There’s no reason to mix this logic across snapd and snapcraft tying their exact implementation together and forcing every single base to ship with these custom loaders, and making classic work or not depending on whether the base author was aware of such edge cases. Snapcraft will need to patch the interpreters, and it knows exactly which interpreter to call because it has the old one at hand.

We must not touch LD_LIBRARY_PATH, or it will break the user’s environment in unrelated ways. We can build the default path dynamically very easily based on which libraries each ELF file is linked with. Make a set of all of them, search inside the snap for these names, build a path that resolves all of them, and inject that into the custom ld.

We can name the custom ld as $SNAP/lib/snap-<original name>, so we can make sense of it, and define the real ld as a constant inside the code.

One note on this one:

Indeed we may need to do something on our bases as well to fix their binaries. But note that the issue in this topic was raised precisely because the snap was calling out to binaries in the system instead of inside the base snap.
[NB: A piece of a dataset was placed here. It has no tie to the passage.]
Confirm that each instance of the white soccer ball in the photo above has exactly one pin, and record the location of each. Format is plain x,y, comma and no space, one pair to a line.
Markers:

My guess is that this is typical (/usr/bin/python3 is not inside the base for a classic snap).

@sergiusens Can we move this forward and put it in the agenda? Every classic snap today is sort of broken because of this, and changes in the upcoming glibc will make this issues a deal breaker. The sooner we fix that in snapcraft, the less broken snaps we’ll have.

it is on my top things to do, just yesterday we closed the day discussing the code design for this with the team.